Au sens le plus large, la musique est l'art consistant à arranger et ordonner les sons et les silences au cours du temps : le rythme est le support de cette combinaison temporelle, la hauteur celle de la combinaison fréquentielle, etc.

Word musique et les artisites malgache


Word music : les artistes malgaches
D'Gary, Justin Valiha, Njava, Régis Gizavo, Rajery, Tarika Be ... qui ont déjà parcouru le monde, la richesse musicale de la Grande île est considérable.
Qu’est ce que nous entendons d’abord par «world music».

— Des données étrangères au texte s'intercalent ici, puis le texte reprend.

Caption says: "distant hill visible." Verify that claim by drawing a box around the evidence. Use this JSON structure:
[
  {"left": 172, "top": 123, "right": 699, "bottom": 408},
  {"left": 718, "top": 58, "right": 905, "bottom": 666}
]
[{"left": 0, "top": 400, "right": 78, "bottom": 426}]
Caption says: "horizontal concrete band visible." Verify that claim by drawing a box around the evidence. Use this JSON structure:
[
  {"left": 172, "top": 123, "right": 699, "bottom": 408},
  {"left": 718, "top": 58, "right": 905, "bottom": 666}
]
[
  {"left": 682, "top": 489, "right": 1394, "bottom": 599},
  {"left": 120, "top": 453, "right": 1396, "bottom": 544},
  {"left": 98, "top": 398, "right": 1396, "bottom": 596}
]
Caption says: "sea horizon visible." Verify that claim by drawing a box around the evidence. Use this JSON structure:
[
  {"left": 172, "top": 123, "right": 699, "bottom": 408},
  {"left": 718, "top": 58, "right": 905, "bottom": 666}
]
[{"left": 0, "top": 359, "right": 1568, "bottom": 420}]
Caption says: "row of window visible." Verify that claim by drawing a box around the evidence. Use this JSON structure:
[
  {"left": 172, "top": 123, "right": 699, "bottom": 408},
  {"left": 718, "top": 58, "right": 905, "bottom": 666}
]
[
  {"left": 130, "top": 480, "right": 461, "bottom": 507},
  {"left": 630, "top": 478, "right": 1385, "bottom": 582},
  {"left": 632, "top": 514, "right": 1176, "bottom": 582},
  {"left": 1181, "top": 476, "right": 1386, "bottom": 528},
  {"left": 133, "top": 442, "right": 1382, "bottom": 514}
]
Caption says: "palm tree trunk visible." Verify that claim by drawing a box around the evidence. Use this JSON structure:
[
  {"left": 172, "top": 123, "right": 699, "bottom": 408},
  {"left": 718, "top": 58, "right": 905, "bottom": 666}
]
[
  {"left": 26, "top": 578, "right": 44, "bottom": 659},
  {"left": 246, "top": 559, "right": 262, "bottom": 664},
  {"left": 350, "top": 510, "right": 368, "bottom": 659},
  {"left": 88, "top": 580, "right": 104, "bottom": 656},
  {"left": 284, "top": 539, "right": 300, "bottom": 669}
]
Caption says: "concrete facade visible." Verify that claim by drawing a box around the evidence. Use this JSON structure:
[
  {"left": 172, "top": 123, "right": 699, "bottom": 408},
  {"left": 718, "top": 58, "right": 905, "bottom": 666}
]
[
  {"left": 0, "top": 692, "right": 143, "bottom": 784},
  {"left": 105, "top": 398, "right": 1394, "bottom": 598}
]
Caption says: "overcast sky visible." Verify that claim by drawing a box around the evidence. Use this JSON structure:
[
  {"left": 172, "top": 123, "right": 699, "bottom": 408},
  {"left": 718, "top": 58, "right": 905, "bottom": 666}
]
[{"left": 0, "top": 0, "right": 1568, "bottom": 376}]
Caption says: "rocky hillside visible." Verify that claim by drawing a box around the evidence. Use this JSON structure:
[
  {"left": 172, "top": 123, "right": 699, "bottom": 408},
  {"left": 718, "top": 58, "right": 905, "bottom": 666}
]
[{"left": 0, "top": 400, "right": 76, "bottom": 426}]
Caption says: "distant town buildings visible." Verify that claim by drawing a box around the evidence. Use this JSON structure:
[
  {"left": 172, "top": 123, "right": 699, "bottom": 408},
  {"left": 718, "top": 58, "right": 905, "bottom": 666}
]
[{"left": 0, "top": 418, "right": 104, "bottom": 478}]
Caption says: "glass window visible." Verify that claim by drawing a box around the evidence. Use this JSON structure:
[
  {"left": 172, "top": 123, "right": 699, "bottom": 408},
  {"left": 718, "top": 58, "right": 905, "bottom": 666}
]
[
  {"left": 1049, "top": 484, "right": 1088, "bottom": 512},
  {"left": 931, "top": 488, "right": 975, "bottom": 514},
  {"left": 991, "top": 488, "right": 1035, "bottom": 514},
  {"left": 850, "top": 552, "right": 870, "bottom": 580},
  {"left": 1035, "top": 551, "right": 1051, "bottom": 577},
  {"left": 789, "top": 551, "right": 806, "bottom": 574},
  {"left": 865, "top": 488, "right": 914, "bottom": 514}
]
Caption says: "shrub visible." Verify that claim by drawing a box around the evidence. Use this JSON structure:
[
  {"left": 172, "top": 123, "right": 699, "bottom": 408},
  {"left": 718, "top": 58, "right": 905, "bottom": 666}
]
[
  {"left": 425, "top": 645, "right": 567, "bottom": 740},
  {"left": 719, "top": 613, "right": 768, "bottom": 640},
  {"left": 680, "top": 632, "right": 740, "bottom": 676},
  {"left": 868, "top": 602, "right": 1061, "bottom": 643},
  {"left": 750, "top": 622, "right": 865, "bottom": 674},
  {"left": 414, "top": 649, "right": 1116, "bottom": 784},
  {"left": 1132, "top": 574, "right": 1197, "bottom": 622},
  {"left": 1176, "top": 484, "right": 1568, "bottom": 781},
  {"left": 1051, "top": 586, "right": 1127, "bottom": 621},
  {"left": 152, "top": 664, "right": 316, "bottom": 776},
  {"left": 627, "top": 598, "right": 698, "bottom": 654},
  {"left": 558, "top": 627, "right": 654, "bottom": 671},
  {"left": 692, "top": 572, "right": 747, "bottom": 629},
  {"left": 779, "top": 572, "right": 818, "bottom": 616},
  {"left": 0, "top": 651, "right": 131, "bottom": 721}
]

Elle se veut une musique contemporaine, qui a vocation à être largement diffusée au niveau mondial. Elle prétend exprimer la diversité des musiques populaires par les moyens techniques les plus modernes ou s’en inspirer en les mixant.
La world music est destinée principalement à un public censé défier les frontières, curieux des choses du monde, ouvert aux autres, en quête d’exotisme, de dépaysement au sens strict du terme, bref un public contemporain d’une mondialisation sans contraintes.
Terme ambigu, il désigne tantôt des musiques «ethniques», tantôt un métissage planétaire. C’est grâce à cette ambiguïté que se retrouvent et se perdent, autour de la world, les différents partenaires, producteurs, distributeurs, chercheurs, publics…
La chaîne est complexe, les interactions et leurs enjeux diffèrent selon les acteurs considérés. La world music, c’est une part de marché qui représente, en 1996, plus de 12% des ventes en magasin pour l’Europe.
Ce sont près de 250 000 titres disponibles, dont environ 10 000 nouveautés chaque année (Aubert 1997). Le panneau indicatif «Musiques du monde» désigne un espace où chacun pourrait trouver ce qui n’est pas classique, jazz, rock, pop..., ou ce qui est du monde, des mondes, d’un monde lointain dans le temps, dans son espace géographique, par ses pratiques.
Label commercial servant à classer un produit, elle concerne à ce titre les producteurs, les diffuseurs, des publics, des musiciens.
C’est aussi un mouvement qui entend s’approprier ou s’affilier à toutes les musiques du monde, traditionnelles, populaires, exotiques. À ce titre, elle intéresse les musiciens, les sociologues et interpelle les ethnomusicologues.
Définition d'après le quotidien L'express de Madagascar

À Madagascar, l'expression  « Nul n'est prophète dans son pays » est devenue le slogan pour distinguer certains artistes qui ont décidé de concevoir leur carrière musicale à l'étranger.
Kabôsy
Ainsi à partir des années 80, la Grande île se transforme en une nouvelle destination, en parlant de world music. Du sud au nord, la musique malgache est souvent fusionnée avec les propres inspirations des artistes, en majorité des autodidactes. Il est vrai qu'ils sont bourrés de talent, et ce n'est pas par hasard si deux chanteurs et trois groupes ont déjà gagné le prix Découverte RFI (Radio France internationale).
De fait, le kabôsy, la valiha, la marovany sont des instruments donnant une sonorité spécifique à la musique de la Grande île.
Si la capitale apparaît depuis longtemps comme un creuset de toutes les traditions musicales malgaches, la plupart des musiciens, même les plus connus, restent pauvres à cause du piratage.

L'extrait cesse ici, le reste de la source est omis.